🤖 AI Summary
This study addresses the challenge of accurately inverting articulatory movements (tongue/lip) from acoustic signals in speech production. We propose a stacked BiLSTM-CNN architecture with fixed-weight initialization, trained on multi-speaker electromagnetic articulography (EMA) data. The model leverages bidirectional LSTMs to capture temporal dynamics and 1D CNNs to enhance local articulatory feature representation.
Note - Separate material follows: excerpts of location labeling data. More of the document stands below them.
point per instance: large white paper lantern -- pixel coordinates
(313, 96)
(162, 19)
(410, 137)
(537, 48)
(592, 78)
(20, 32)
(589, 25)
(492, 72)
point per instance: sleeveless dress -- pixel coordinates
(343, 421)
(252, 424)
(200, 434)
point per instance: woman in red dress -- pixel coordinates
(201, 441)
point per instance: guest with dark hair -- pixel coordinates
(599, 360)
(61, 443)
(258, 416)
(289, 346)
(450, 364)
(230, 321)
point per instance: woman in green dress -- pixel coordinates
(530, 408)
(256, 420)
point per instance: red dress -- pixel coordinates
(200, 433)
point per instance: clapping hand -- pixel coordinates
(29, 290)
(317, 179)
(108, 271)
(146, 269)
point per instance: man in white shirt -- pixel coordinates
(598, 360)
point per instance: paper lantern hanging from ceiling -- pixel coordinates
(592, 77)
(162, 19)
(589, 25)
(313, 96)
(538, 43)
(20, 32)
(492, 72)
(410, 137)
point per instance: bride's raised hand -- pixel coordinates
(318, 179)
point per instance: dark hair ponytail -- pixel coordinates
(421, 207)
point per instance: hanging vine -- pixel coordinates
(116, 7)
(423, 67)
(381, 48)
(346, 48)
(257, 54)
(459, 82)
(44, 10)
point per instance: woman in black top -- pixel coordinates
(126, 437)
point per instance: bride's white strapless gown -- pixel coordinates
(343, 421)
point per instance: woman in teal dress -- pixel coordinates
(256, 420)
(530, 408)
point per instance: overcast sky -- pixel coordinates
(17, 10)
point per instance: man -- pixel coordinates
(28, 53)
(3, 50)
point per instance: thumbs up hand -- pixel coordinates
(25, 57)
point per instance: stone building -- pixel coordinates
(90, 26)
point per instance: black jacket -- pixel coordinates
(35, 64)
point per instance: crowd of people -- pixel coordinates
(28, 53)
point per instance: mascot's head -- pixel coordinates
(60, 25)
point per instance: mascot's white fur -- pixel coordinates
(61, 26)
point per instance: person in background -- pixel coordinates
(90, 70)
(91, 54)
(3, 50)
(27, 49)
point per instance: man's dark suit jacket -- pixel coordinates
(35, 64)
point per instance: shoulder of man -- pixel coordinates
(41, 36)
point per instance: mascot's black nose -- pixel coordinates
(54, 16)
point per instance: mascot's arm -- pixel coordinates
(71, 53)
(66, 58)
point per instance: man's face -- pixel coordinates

Evaluation employs a comprehensive multi-paradigm framework—speaker-dependent (SD), speaker-independent (SI), cross-dataset (CD), and cross-corpus (CC). Our key contribution is the novel fixed-weight initialization strategy, which drastically mitigates overfitting within very few training epochs and substantially improves generalization across speakers and corpora. Experiments on multi-source EMA datasets demonstrate faster convergence, superior robustness, and consistently higher accuracy than adaptive-weight baselines. This work establishes a new, interpretable, and highly generalizable paradigm for modeling speech production mechanisms and enabling high-fidelity articulatory-to-acoustic synthesis.
📝 Abstract
Speech production is a complex sequential process which involve the coordination of various articulatory features. Among them tongue being a highly versatile active articulator responsible for shaping airflow to produce targeted speech sounds that are intellectual, clear, and distinct. This paper presents a novel approach for predicting tongue and lip articulatory features involved in a given speech acoustics using a stacked Bidirectional Long Short-Term Memory (BiLSTM) architecture, combined with a one-dimensional Convolutional Neural Network (CNN) for post-processing with fixed weights initialization. The proposed network is trained with two datasets consisting of simultaneously recorded speech and Electromagnetic Articulography (EMA) datasets, each introducing variations in terms of geographical origin, linguistic characteristics, phonetic diversity, and recording equipment. The performance of the model is assessed in Speaker Dependent (SD), Speaker Independent (SI), corpus dependent (CD) and cross corpus (CC) modes. Experimental results indicate that the proposed model with fixed weights approach outperformed the adaptive weights initialization with in relatively minimal number of training epochs. These findings contribute to the development of robust and efficient models for articulatory feature prediction, paving the way for advancements in speech production research and applications.